Zoals gezegd zijn de 24 Caprices zo ongeveer het summum voor violisten. De ultieme kwaliteitstest. Dat betekent automatisch ook dat de cyclus door Jan en alleman is opgenomen. Heeft Jacobs eerdere opnamen bestudeerd? “Nee”, zegt ze resoluut, “dat heb ik niet gedaan. Ik wilde de Caprices geheel op mijn manier doen. Natuurlijk heb ik de afgelopen twintig jaar genoeg andere opnamen ervan gehoord. Ik wilde dicht bij de partituur blijven, heb ook uit het manuscript gewerkt. Zo ontdek je verrassende dingen. Je realiseert je dat je met de jaren bepaalde gewoonten hebt ontwikkeld. Ik heb geprobeerd die gewoonten los te laten. Ja, het was een heel bevrijdend project.”

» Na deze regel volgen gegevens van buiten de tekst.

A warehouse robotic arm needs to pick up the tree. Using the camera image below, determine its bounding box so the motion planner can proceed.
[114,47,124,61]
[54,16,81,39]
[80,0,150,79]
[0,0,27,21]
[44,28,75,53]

In het cd-boekje roemt Lisa Jacobs de expressieve vertolkingen van de Russisch-Amerikaanse violist Alexander Markov. Ze groeide ermee op. “De eerste opname die ik van de Caprices kreeg, was van Markov. Voor mij is hij de levende Paganini. Wat ik nog steeds bijzonder aan die opname vind, is dat hij zo ontzettend eigen en anders is. Anders dan alle andere. Een bevrijding! Het besef: het draait niet om perfectie, maar om persoonlijkheid. Voor mij staat het muzikale verhaal altijd op één. Wat telt, is de emotie. Muziek is voor mij óók imperfectie.”